(This post comes from Roger Mann.)
I talked to a friend who was in and out of same-sex relationships because of his abuse. We discussed that other victims speak of the emptiness of same-sex relationships, which leave them depressed and feeling miserable. But neither of us felt that way, and it caused us to wonder.
One thing we have in common is that riding off into the sunset with another male has never been a possibility. It’s not that we haven’t met anyone who’d be willing, but it’s because of the way we responded to our abusers.
Because of who they were, we never considered that what we had between us was anything more than a physical action. (For him, it was an older brother; for me, it was my dad.) It was a “thing” that involved connection and fondness, but also an understanding that it would eventually end. While I might have loved my dad, and my friend his older brother—and the closeness we each felt was great—life continued, and we grew up and moved on.
Part of our experience became a fixed pattern that repeated itself in similar types of sexual relationships. Because of preconditioned attitudes cemented in our impressionable years, our ability to commit intimately to anyone else was almost impossible.
We both knew men who wanted a more permanent situation with us, and while we felt genuine affection for them, a commitment was out of the question. Our idea of fidelity still included our wives.
The abuse rerouted our wiring and compartmentalized that area of our brains. I honestly believe my dad ruined any possibility of my having true fidelity with anyone. I can either love someone or have sex with them. For my wife, love and sex are a package deal—no compartmentalization. I struggle with that, and it’s hurt her.
Now that I’m older, it’s easier to be more faithful, but I fear it’s because of age rather than morality. With God’s help, and as revelation and understanding increase, I’m doing better.
3 comments:
HI Cecil,
Long time since have been on shattering silence.
May I wish you a Happy New Year and much abundance in 2019, family etc.
I bought your book "Wives of Abused men", for my wife some while ago but its still on book shelf and my wife has not read it or I.
Been struggling in 2018 as more things come to the surface re-childhoold and how affects my marriage. I am surprised how you denied your family were and often wonder if my own wife was treated fairly by her mother. She would not discuss and feel either hidden as too painful or something in her psyche would be painful to bring it up.
I have been used to going into my psyche ever since I got through the worst of abuse in late 20s but after first relationship failed, rejection of an adverse childhood environment came back in my continuing research into being whole. I read a quote the other day and recently experienced this that ..."While in the midst of tough, the night is half over, etc" auote by C.G.Jung letters Vol2 pp 586 and it was written by a 13th century perhaps religous or prophet but not sure - his name Eckhart.
Well recently I was struggling with now over 2 years not intimate with wife, and trying to get counselling help for us both but feel my own nightmares always lead me bakc to some eaarly event, infant, teens etc with abuse etc. I cannot sleep and go to the bathroom and re-act this painful sort of loss on my own awesomeness. I have not discussed this fully with my wife or counsellor yet but am going for some Christian retreat 18 Jan for 2 days and felt would discuss with them first.
Please pray I get revelation and more courage for 2019 and restored intimacy lost.
Jesus
Jesus, That post was written by Roger Mann, a survivor himself, and a man who is marvelously transparent.
I'm sorry for all the pain you're going through--and most of us have gone through them. some are still going through them.
Don't give up! Others will tell you the same thing. It's not easy to survive and grow after sexual assault in childhood, but you can overcome.
Cec
Hi Cecil,
I got a email linked to shattering silence - a Dr Ekpen.

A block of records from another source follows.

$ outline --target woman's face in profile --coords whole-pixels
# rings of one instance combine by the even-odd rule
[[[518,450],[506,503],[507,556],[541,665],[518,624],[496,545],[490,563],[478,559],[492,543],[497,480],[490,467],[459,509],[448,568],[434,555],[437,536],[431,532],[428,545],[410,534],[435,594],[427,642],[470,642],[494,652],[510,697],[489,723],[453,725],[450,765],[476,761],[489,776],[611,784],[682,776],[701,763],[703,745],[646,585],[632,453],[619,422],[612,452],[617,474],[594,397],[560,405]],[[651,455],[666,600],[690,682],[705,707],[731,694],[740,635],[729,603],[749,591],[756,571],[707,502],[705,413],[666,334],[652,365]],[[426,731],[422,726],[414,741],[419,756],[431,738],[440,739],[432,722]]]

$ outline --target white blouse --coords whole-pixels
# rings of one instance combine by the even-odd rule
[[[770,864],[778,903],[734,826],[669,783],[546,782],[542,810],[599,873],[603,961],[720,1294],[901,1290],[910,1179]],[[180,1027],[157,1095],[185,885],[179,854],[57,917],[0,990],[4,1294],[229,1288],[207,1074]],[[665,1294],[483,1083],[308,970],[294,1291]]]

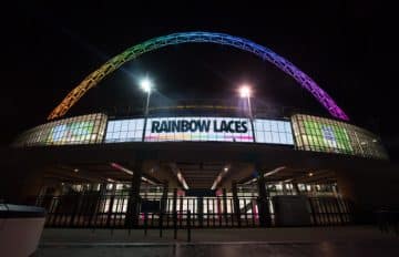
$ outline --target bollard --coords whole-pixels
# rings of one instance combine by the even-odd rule
[[[163,212],[160,213],[160,237],[162,237],[162,228],[163,228]]]
[[[149,214],[144,213],[144,236],[147,235],[147,230],[149,230]]]
[[[174,239],[177,239],[177,212],[173,213]]]
[[[191,212],[187,213],[187,241],[191,241]]]

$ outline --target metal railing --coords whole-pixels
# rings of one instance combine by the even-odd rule
[[[308,197],[311,226],[351,224],[350,202],[336,197]],[[146,209],[144,202],[158,203],[158,208]],[[238,203],[239,210],[235,209]],[[276,226],[272,199],[269,203],[270,226]],[[258,201],[256,197],[156,197],[142,198],[134,228],[192,228],[259,227]],[[80,228],[126,228],[129,195],[85,192],[73,195],[44,195],[37,205],[48,210],[45,226]],[[190,212],[190,218],[188,218]],[[127,227],[129,228],[129,227]]]

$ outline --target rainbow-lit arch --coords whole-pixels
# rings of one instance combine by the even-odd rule
[[[252,52],[263,60],[267,60],[279,68],[285,73],[293,76],[303,88],[309,91],[328,112],[340,120],[349,120],[345,112],[338,107],[334,100],[320,89],[314,80],[296,68],[293,63],[285,60],[268,48],[262,47],[247,39],[233,37],[224,33],[213,32],[181,32],[164,37],[150,39],[143,43],[129,48],[121,54],[105,62],[100,69],[89,74],[76,88],[74,88],[64,100],[50,113],[48,120],[63,116],[91,88],[95,86],[104,76],[119,69],[143,53],[181,43],[217,43],[231,45],[247,52]]]

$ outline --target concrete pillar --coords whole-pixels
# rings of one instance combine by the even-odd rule
[[[225,218],[225,223],[228,223],[228,215],[227,215],[227,191],[223,188],[223,214]]]
[[[204,197],[197,197],[197,213],[198,213],[198,225],[204,226]]]
[[[298,183],[293,183],[293,187],[294,187],[294,189],[295,189],[295,192],[296,192],[297,195],[300,195],[300,194],[301,194],[300,191],[299,191]]]
[[[43,174],[44,168],[40,166],[4,166],[0,179],[0,198],[9,204],[34,205],[43,186]]]
[[[140,186],[141,186],[141,177],[143,173],[143,161],[137,160],[134,163],[133,168],[133,177],[131,189],[129,193],[129,203],[127,203],[127,212],[125,225],[126,227],[136,227],[139,225],[139,215],[140,215]]]
[[[166,213],[167,208],[167,193],[168,193],[168,182],[164,181],[163,183],[163,192],[162,192],[162,198],[161,198],[161,212]]]
[[[283,195],[287,195],[286,184],[282,183]]]
[[[234,202],[234,213],[237,218],[238,227],[241,227],[241,209],[239,209],[239,199],[237,194],[237,182],[232,182],[232,192],[233,192],[233,202]]]
[[[257,187],[258,187],[258,209],[259,209],[259,223],[262,227],[269,227],[272,225],[270,212],[268,206],[268,195],[266,191],[266,179],[264,173],[260,171],[259,165],[255,165],[258,175]]]
[[[177,210],[177,188],[173,188],[173,215]]]

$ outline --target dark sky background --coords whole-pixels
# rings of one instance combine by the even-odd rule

Have just come out of some counselling from an intern studying Masters and her supervisor - a clinical psychologist Phd. My wife had two sessions, myself really only one. It did not go well as when I mentioned I had a fall Christmas 2017 the psychologist medicalised me and felt could not work with me unless had a MRI scan. Well I live miles from Hospitals, and it ise not necessary as after the fall, and have fallen in the ice number of times where we live duringwinter. I immediately felt nervous in the internet link but was 25 years since last Dr Clinical Psycholigist gave me 26 x 40 mins free on our NHS in Uk after my father had died in 1991, when had been out of first marriage 3 years but not children. Now married 25 years with two sons 23 and 17. I was sad that they could not continue with me but perhaps later with my wife, the intern worker was completing hours towards her Masters and the new intern was more highly qualified and heid not wish to do internet counselling. I fet sort of manipulated into the medical model and is this typical of a complex trauma psychological situ when seeking help etc. I did not move on, as we went into the counselling after over 60s are marriage intimacy declined and began to act out earlier abuse etc.